Commission Establishes Negotiation-Based Framework to Transition Six Megahertz to Broadband Use while Preserving Spectrum for Continued Narrowband Operations
The Federal Communications Commission today took action to make six megahertz of low-band spectrum available for the development of critical wireless broadband technologies and services. The 900 MHz band is currently designated for narrowband land mobile radio communications and primarily used by land transportation, utility, manufacturing, and petrochemical companies.
The item approved today makes six megahertz available for broadband licenses on a countyby-county basis while reserving the remaining four megahertz of spectrum for continued narrowband operations. This transition will enable next generation, mission-critical applications not available via current narrowband systems and help meet the evolving technological needs of industries that provide crucial services to the American public.
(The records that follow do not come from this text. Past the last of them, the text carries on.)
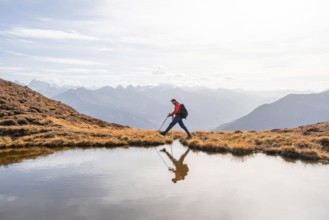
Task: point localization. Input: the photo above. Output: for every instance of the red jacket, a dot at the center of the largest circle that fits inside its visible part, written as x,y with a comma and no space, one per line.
176,110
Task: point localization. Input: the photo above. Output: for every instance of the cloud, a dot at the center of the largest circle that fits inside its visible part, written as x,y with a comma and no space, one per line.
47,34
71,61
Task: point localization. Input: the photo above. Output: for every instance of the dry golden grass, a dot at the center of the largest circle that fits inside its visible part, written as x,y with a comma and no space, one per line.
306,142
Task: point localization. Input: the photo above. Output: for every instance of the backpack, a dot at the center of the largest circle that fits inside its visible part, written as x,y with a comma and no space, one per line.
183,111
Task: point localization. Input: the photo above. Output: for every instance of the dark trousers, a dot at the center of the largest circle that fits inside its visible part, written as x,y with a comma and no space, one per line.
178,120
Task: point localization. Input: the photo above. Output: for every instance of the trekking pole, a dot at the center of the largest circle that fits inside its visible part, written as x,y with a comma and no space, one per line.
163,123
163,161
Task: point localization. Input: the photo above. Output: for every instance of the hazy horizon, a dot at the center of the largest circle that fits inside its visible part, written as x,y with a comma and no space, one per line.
254,45
196,87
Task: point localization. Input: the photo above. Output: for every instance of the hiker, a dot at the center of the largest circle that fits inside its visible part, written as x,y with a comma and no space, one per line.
181,169
177,119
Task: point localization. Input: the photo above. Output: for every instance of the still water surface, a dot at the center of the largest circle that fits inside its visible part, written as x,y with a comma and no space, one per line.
135,183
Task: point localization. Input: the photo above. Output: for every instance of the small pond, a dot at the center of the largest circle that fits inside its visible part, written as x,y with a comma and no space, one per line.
144,183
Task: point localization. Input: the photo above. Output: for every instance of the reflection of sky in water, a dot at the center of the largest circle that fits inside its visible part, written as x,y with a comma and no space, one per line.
135,184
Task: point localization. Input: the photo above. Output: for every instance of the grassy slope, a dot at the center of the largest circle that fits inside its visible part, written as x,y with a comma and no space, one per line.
305,142
28,119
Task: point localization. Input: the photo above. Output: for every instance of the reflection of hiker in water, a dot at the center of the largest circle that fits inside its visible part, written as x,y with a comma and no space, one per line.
181,169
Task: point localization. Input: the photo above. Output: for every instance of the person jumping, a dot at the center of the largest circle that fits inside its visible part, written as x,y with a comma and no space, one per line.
177,119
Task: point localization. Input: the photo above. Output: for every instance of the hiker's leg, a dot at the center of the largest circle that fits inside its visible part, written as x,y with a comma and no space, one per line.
172,124
181,123
181,159
173,160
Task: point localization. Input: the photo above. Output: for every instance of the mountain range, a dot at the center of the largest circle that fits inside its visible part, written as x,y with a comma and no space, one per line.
290,111
147,106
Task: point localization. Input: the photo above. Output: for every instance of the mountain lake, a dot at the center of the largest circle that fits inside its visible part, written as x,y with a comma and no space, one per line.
146,183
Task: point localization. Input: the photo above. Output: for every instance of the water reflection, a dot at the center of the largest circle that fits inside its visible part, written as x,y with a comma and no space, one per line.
180,169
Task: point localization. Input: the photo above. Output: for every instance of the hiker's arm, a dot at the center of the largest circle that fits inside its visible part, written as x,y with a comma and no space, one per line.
176,110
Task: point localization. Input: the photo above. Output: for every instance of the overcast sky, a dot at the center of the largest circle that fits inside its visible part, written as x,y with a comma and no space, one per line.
250,44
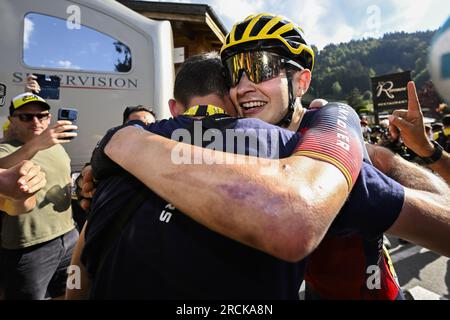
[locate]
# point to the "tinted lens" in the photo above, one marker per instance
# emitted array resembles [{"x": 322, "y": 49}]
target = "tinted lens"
[
  {"x": 258, "y": 65},
  {"x": 27, "y": 117}
]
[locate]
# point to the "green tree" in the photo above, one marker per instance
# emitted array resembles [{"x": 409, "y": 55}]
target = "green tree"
[
  {"x": 336, "y": 88},
  {"x": 355, "y": 100}
]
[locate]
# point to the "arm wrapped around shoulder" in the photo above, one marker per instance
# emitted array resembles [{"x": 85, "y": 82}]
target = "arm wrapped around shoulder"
[
  {"x": 102, "y": 165},
  {"x": 333, "y": 135}
]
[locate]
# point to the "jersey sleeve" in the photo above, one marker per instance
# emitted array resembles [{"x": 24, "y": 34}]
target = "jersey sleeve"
[
  {"x": 373, "y": 206},
  {"x": 334, "y": 136}
]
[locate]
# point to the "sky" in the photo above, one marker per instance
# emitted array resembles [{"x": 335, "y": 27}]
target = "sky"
[{"x": 336, "y": 21}]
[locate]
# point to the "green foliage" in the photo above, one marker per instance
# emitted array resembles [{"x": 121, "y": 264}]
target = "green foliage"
[{"x": 351, "y": 65}]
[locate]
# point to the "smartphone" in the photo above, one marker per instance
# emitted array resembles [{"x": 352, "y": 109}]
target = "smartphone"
[
  {"x": 70, "y": 114},
  {"x": 49, "y": 86}
]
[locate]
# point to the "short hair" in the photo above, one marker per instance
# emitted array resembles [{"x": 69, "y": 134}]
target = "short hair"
[
  {"x": 132, "y": 109},
  {"x": 200, "y": 75}
]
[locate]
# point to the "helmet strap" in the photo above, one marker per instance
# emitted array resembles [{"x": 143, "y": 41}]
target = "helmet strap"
[{"x": 291, "y": 107}]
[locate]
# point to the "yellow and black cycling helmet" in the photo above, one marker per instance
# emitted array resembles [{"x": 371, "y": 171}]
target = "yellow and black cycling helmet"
[{"x": 268, "y": 32}]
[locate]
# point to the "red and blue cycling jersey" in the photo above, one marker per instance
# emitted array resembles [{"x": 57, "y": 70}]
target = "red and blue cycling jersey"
[{"x": 351, "y": 264}]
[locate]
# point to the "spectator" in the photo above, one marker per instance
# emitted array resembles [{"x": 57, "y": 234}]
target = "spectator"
[
  {"x": 443, "y": 137},
  {"x": 36, "y": 247},
  {"x": 212, "y": 214},
  {"x": 409, "y": 125},
  {"x": 139, "y": 112}
]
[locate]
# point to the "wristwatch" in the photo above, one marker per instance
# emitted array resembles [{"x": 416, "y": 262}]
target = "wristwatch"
[{"x": 437, "y": 154}]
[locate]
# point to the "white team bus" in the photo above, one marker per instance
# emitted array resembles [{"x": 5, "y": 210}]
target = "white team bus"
[{"x": 106, "y": 56}]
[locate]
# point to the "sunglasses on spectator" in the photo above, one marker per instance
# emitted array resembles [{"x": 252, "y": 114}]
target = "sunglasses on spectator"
[
  {"x": 259, "y": 66},
  {"x": 28, "y": 117}
]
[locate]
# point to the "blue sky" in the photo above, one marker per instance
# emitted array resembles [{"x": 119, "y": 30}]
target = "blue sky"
[{"x": 335, "y": 21}]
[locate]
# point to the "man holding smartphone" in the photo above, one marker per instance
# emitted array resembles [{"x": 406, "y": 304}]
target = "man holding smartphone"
[{"x": 36, "y": 248}]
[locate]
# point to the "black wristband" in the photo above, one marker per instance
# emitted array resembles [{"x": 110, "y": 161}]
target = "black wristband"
[{"x": 437, "y": 154}]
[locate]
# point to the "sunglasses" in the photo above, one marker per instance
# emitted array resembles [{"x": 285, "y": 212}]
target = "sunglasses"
[
  {"x": 27, "y": 117},
  {"x": 259, "y": 66}
]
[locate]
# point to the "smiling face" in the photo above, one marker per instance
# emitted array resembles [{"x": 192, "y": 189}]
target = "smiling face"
[
  {"x": 26, "y": 130},
  {"x": 267, "y": 101}
]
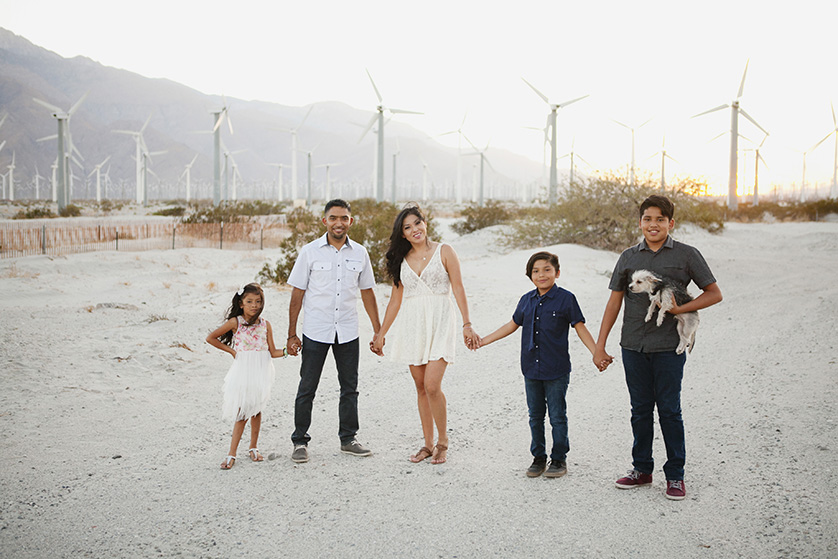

Specifically, the Commission approved a Report and Order, an Order of Proposed Modification, and two Orders that realign the band and establish a transition mechanism based primarily on negotiations between prospective broadband licensees and existing narrowband incumbent licensees. The item also establishes rules to prevent broadband applicants from receiving windfalls and includes application requirements and operating and technical rules applicable to the new 900 MHz broadband licenses.
In addition, the item would modify the Association of American Railroads’ existing nationwide ribbon license in the 900 MHz band to facilitate the transition of the band without disruptions to railroads’ operations, and to enable significant railroad safety upgrades.
As part of today’s action, the Commission also announces a partial lifting of the 900 MHz application freeze to permit existing licensees to file applications to relocate their narrowband operations as part of a transition plan.